Thankfully, the idea of ‘the Matrix’ isn’t just some pseudo-philosophical mumbo-numbo in a popcorn blockbuster, it’s a metaphor for the culture we live in. In one form or another, it’s how the world has been—for an increasing majority of humanity—for about the last six thousand years. The first Mesopotamian god-king city-builders laid the foundation for the Matrix. The Egyptians lived in the Matrix. So did the Romans. In today’s all-but-conquered, global, industrialized capitalist world, 99.999999% of people live in the Matrix. It’s really a testament to the genius of the Wachowskis that they were able to package these rather heavy-handed, dangerous ideas in such an entertaining, marketable format  through their use of allegory (a la James Cameron, more on him in a bit): the average viewer won’t pick up on the film’s anarchist subtext because it’s about hackers and robots and people covered in plugs.

Sure, the film is violent.  But, as brother Cornel West explains, it’s “intellectual violence”.  The film’s heroes aren’t fighting individuals, they’re fighting against the system itself, for the opportunity to show humanity a better world. In fact, the speech that closes the film sounds like something straight out of Kalle Lasn’s Culture Jam:

I know you’re out there. I can feel you now. I know that you’re afraid. You’re afraid of us. You’re afraid of change. I don’t know the future. I didn’t come here to tell you how this is going to end. I came here to tell you how it’s going to begin. I’m going to hang up this phone and then I’m going to show these people what you don’t want them to see. I’m going to show them a world without you, a world without rules and controls, without borders or boundaries, a world where anything is possible. Where we go from there is a choice I leave to you.

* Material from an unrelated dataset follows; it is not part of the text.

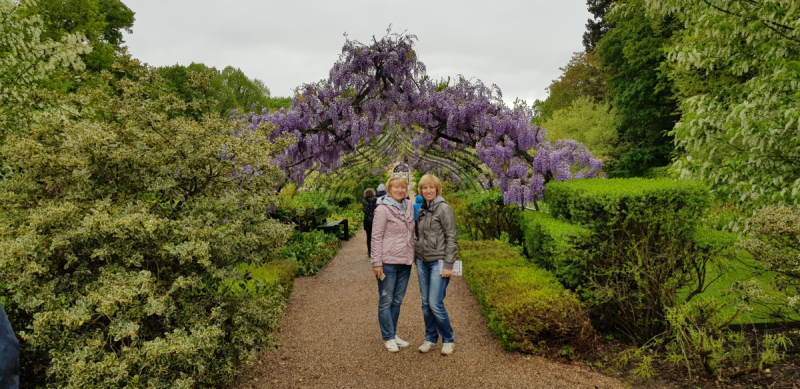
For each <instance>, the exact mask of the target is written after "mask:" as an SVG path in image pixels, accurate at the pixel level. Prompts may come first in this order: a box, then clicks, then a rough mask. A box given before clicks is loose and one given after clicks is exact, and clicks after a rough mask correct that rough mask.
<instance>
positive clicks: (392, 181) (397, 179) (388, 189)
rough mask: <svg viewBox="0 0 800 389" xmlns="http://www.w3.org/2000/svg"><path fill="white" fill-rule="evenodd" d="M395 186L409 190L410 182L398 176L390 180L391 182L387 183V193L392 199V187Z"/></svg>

That’s what’s so worrisome about the Matrix sequels.  Metaphorically, if the Matrix is our status quo civilized world, and the ‘real world’ is the fulfilling life outside the System, the second and third films’ suggestion that the real world is just a Matrix Within a Matrix* would suggest that even rebellion against the System will leave one still within the System…which is pretty much true.  As the PBS Frontline program Merchants of Cool put it:

The cool-hunt ends here, with teen rebellion itself becoming just another product. … The battle itself is packaged and sold right back to them…welcome to the Machine.”

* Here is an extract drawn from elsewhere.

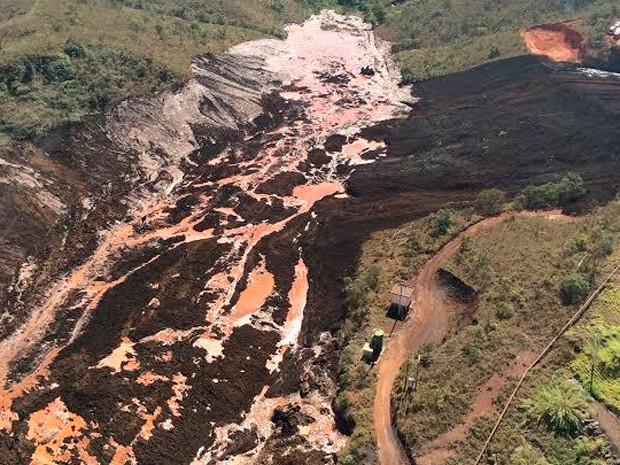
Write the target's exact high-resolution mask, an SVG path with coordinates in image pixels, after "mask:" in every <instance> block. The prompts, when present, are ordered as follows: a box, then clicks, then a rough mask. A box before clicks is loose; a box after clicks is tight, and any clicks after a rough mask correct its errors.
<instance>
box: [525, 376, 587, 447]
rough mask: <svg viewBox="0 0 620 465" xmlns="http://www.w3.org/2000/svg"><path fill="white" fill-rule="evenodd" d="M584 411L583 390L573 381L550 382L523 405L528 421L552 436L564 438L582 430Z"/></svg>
mask: <svg viewBox="0 0 620 465" xmlns="http://www.w3.org/2000/svg"><path fill="white" fill-rule="evenodd" d="M585 408H586V398H585V395H584V393H583V389H582V388H581V386H580V385H579V383H577V381H575V380H573V379H562V380H558V379H557V378H556V379H552V380H551V381H550V382H549V384H547V385H545V386H543V387H541V388H539V389H538V390H537V391H536V392H535V393H534V396H533V397H532V398H531V399H530V400H529V401H527V402H526V410H527V414H528V416H529V417H530V419H531V420H533V421H536V422H537V423H541V424H543V425H545V426H546V427H547V428H548V429H550V430H552V431H554V432H555V433H558V434H566V435H573V434H575V433H578V432H579V431H581V426H582V423H583V421H584V413H583V412H584V410H585Z"/></svg>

*Yes, I know that’s not what the Wachowskis say, but when the official explanation is a hand-wave and ‘Fuck you, dear viewer’, I’ll take the one that actually encourages discussion.

The Suburbs: The Suburbs Continued

If I could have it back
All the time that we wasted, I’d only waste it again

If I could have it back, you know I’d love to waste it again
Waste it again and again and again, I forgot to ask…

Sometimes I can’t believe it
I’m moving past the feeling again

This short track brings little material to the conceptual framework of the album, yet adds greatly to the album’s cinematic nature—it’s not a stretch to picture The Suburbs Continued playing over end credits. After evoking the black-and-white films of Golden Age Hollywood with a lush string section (perfectly exemplifying the song’s theme of nostalgia), Win wistfully thinks back to his formative adolescence. As I’ve said before, that time might’ve not have been ‘productive’ as we usually define it, but some good still came out of it: in a determinist sense, we are all products of our own wasted hours. Furthermore, for a lot of folks in this culture, the wasted hours are the ‘best years of our lives’ that we’re supposed to reminisce about and strive to relive once we’re out into the real world of wage-slavery: witness the former high school football star whose successful car dealership can never compare to his glory days as a quarterback. You know the type.

Finally, after a subwoofer-rattling rumble, the song (and the album) ends with a slow fade of Win and Reginé returning to The Suburbs’ chorus. This coda also works perfectly as an album opener as well (try it sometime!), underlining the viciously cyclical nature of the escape from and return to the ‘burbs tackled by the album.

And with that, we wrap up the eighteen monster tracks of The Suburbs. After all that Millennial angst, I think it’s time to take a well-deserved break to look at some recent cinema. But don’t worry, we’re not done with Arcade Fire by a long shot.